Local content has been a key issue for the Energy Chamber ever since I joined the organisation thirteen years ago. Unfortunately, it seems be an issue a bit like the elusive “diversification”; something we spend a lot of time talking about but making very little progress towards achieving.
The overall objective of local content seems straight forward and increasing local content is an obvious overall national policy objective. The much-delayed Public Procurement Act defines local content as “The value added to goods, works and services measured as the amount of money remaining in Trinidad and Tobago after the production of the good or performance of the works or services”. Maximising value retained in country is an obvious policy objective and one that seems even more important given the current shortages of foreign exchange.
Last year the Energy Chamber adopted this definition of local content thereby aligning the Energy Chamber with the official national definition adopted by Parliament. But that is the easy part. How do you go about making sure that there are policies and programmes in place that achieve this objective? That is the issue that I have been struggling with for the past thirteen years.
Over time I have got less and less sure about what are the right policy measures to achieve this objective.
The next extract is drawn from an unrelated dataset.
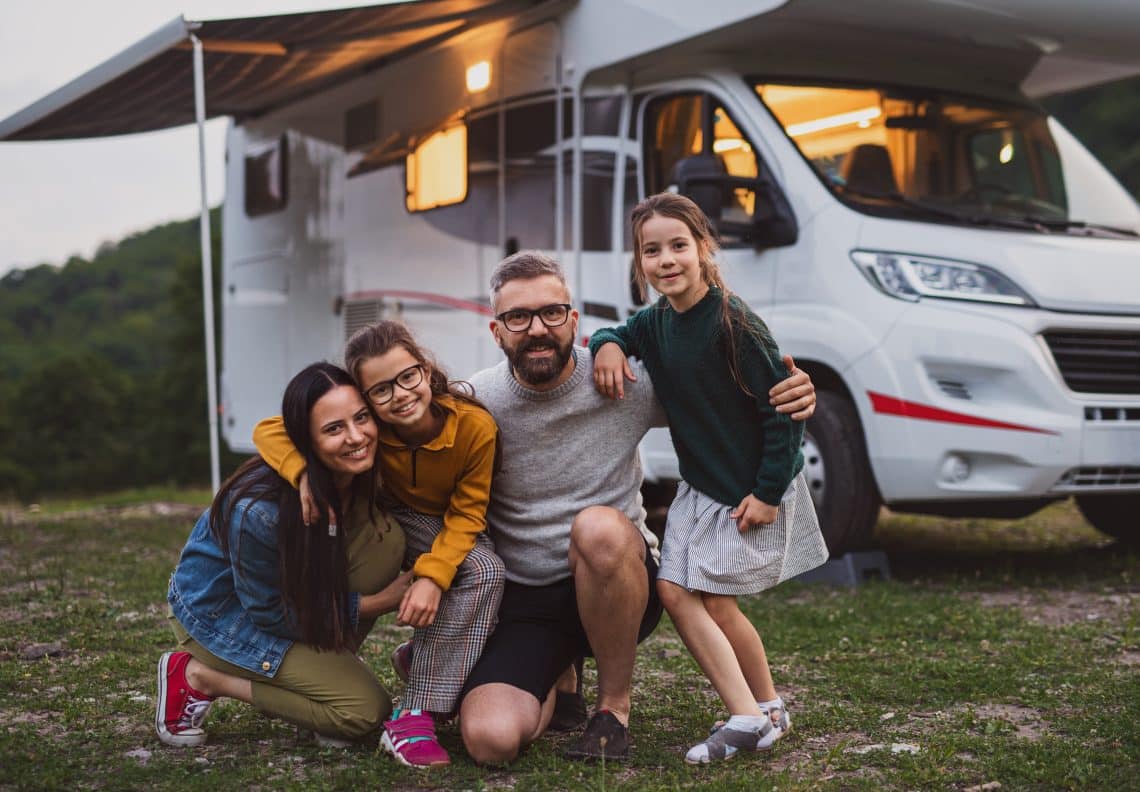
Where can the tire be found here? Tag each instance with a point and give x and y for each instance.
(839, 475)
(1117, 515)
I do not think that there are easy legislative measures that can be simply introduced to mandate increased local content.
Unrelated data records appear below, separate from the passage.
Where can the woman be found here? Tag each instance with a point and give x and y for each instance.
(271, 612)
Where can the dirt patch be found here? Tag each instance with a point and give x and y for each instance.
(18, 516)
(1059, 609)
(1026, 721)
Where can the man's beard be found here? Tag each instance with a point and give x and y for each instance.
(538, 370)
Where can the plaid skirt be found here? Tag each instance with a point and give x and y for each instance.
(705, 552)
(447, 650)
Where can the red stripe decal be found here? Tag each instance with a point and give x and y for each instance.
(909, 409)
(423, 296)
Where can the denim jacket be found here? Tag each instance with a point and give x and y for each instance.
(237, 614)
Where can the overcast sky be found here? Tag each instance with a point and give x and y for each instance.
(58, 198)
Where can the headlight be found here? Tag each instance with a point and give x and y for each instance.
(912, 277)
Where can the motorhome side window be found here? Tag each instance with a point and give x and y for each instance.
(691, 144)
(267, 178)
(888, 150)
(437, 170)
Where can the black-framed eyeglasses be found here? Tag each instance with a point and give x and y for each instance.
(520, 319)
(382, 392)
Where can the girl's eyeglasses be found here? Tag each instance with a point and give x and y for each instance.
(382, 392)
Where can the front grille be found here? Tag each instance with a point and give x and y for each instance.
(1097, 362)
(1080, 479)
When I look at the massive corruption that has been spawned by local content legislation in places like Brazil, Angola and Nigeria, I balk at the possible unintended consequences of legislation in Trinidad & Tobago. Do we really have the track-record and enforcement systems in place to ensure that local content law does not just become a route for a few well-connected individuals to seek personal enrichment by “fronting” for international companies? I’d hate to be involved in a process that enriched a few individuals without doing anything for the overall sustainable development of the economy.
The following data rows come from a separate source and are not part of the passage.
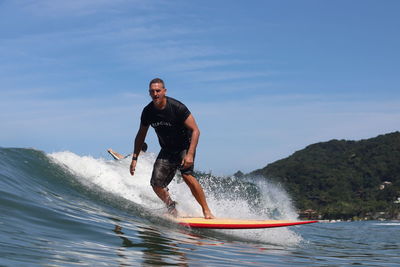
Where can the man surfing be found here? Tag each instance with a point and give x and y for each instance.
(118, 156)
(178, 136)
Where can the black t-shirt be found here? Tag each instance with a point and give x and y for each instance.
(169, 124)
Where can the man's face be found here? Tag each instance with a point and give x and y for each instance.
(157, 93)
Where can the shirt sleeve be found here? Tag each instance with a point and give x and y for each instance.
(144, 118)
(183, 112)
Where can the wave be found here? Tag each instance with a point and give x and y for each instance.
(77, 192)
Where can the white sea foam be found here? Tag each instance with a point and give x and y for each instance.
(114, 177)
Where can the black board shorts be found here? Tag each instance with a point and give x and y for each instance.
(165, 167)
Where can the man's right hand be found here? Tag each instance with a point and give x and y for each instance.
(132, 167)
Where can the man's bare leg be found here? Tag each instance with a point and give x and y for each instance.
(163, 194)
(198, 194)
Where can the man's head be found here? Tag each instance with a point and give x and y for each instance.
(157, 92)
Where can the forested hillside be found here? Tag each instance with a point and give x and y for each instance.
(343, 179)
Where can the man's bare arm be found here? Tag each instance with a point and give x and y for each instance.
(190, 123)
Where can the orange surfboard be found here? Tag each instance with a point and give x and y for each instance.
(220, 223)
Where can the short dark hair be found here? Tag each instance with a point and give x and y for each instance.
(156, 80)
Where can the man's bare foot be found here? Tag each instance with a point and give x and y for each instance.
(172, 209)
(208, 215)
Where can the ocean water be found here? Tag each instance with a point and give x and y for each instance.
(62, 209)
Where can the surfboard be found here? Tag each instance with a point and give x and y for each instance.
(221, 223)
I am not saying that regulation does not have a role to play, but I think that it needs to be sophisticated regulation that has been very carefully thoughtout and thoroughly researched. It is not necessarily local content legislation that we need, but perhaps other measures such as tax laws, employment laws, professional certification regulations or industry standards that can help meet the overall objective of local content.
Production sharing contracts and other agreements already contain local content provisions and much more needs to be made of these existing measures. Monitoring these existing measures and evaluating progress towards achieving objectives is crucial.
There is a key role here for a properly resources governmental agency with a clear mandate to undertake this research, monitoring and evaluating role. I hope that the secretariat to support the Permanent Local Content Committee (PLCC) will become this agency. Without this the PLCC will flounder, as it did before.
State-owned enterprises have a crucial role to play in promoting local content. In Norway, the state-owned oil and gas company played a key role in encouraging the development of local oilfield companies, with a focus on new technology. These companies are now exported around the world.
We need a genuine dialogue with industry about what is possible and what can be done to ensure that more value is retained in country. Local content means much more than just having more locallyowned service companies doing business with the multi-national operators. It is not about companies getting a “slice of the pie” just because they are owned by a Trinidadian shareholder. It has to be about the sustainable development of our industry and creating a strong and vibrant local industry able to compete with the world.
We need a new focus to our local content discussions or we are going to be forever talking and achieving nothing.